Pomysłodawcą tego nabożeństwa, przeżywanego na turystycznym szlaku, jest Jerzy Krakowski, prezes mieleckiego oddziału PTT, który wcześniej uczestniczył w podobnych wyprawach w Bieszczadach. Tam miłośnicy gór mają zwyczaj odprawiania w Wielki Piątek Drogi krzyżowej, wspinając się do krzyża na szczycie Tarnicy.
    Mogielica - najwyższy szczyt Beskidu Wyspowego. Wierzchołkowa część masywu Mogielicy jest nazywana przez miejscową ludność Kopą, ze względu na charakterystyczny kształt. Dawniej na szczycie Mogielicy stała drewniana wieża triangulacyjna, wznosząca się wysoko ponad koronami drzew. Była ona kapitalnym punktem widokowym (oczywiście tylko dla odpornych na ekspozycję, wspinaczka trzema długimi drewnianymi drabinami i pobyt na odkrytym tarasie wymagał pewnej odwagi). Niestety zbutwiała z czasem i w 1980 r. zawaliła się. Obecnie z wierzchołka nie ma prawie żadnych widoków, gdyż jest on całkowicie zalesiony. Kilkadziesiąt metrów na południowy-wschód od wierzchołka znajdują się ławeczki oraz niewielki, metalowy, pamiątkowy krzyż poświęcony Janowi Pawłowi II, który - zanim został papieżem - często tędy wędrował. Rozpościerają się stąd rozległe widoki na wschód (Beskid Wyspowy i Beskid Sądecki) i południe (Gorce, Tatry).
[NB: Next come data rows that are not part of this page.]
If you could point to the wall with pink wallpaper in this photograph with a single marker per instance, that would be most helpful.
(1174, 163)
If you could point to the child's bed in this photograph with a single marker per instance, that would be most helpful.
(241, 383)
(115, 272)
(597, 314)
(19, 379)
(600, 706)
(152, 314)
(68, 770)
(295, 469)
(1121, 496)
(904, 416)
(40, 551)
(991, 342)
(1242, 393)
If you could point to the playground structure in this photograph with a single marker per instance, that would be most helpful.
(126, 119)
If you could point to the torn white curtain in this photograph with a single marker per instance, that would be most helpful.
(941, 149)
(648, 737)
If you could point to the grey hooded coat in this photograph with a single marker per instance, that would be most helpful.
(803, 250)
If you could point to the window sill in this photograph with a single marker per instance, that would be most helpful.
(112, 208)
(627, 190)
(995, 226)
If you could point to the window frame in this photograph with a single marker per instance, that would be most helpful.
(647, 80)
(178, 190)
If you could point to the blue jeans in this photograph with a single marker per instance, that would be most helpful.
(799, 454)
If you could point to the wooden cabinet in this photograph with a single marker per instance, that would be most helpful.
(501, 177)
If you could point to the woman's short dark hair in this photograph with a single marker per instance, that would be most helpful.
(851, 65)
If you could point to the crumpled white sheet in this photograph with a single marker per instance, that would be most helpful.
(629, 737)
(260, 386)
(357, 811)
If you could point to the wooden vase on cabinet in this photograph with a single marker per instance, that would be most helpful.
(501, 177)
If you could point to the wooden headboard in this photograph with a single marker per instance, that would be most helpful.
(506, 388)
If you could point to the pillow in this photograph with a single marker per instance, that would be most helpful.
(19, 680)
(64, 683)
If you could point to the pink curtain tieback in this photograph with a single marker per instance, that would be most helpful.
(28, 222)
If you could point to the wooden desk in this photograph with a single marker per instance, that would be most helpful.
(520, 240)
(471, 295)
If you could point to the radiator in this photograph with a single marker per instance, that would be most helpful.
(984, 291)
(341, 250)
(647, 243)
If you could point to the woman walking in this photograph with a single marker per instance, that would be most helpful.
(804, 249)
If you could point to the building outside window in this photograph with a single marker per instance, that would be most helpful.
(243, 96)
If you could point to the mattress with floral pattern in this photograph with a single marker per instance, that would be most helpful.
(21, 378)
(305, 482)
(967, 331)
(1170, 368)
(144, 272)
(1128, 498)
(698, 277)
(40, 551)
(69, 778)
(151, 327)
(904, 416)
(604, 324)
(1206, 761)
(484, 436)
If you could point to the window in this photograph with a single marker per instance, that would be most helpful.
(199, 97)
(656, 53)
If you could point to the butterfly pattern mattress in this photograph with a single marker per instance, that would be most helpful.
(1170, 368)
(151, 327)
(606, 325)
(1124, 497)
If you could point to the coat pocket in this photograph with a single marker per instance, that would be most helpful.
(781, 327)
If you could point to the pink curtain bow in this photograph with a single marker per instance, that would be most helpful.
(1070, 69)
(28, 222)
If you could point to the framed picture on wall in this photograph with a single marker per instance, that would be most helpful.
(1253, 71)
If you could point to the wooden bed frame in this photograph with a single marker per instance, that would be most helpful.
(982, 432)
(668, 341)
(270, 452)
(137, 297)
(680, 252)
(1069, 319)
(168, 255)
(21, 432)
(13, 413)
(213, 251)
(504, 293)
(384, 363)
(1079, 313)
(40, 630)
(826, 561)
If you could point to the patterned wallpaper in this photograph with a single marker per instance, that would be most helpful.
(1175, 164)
    Pątnicy wyruszą o 9 rano z kościoła w Jurkowie, aby po trzech godzinach wędrówki i rozważania kolejnych etapów Męki Pańskiej, osiągnąć wierzchołek Mogielicy, na którym obok krzyża rozważana jest XIII i XIV stacja Drogi krzyżowej. Po krótkim odpoczynku wszyscy wyruszą w drogę powrotną na przełęcz E.Rydza-Śmigłego, gdzie każdego roku czekają autokary.
    W 2008 r. 153 pątników maszerowało w Wielki Piątek na ten najwyższy szczyt Beskidu Wyspowego. Nie zabrakło wśród nich także członków sądeckiego PTT. Drogę krzyżową prowadził Krzysztof Kabat, prezes PTT w latach 1995-2001.
W tym roku sądecka pielgrzymka wielkopiątkowa wyrusza spod DKK w Nowym Sączu 10 kwietnia o godz. 7:45. Do sprostania trudom pątniczego szlaku potrzebna jest dobra kondycja, wygodne buty, ubiór dostosowany do górskich zmiennych warunków pogodowych oraz potrzeba ofiarowania swojego potu i cierpienia na przebłaganie za grzechy nasze.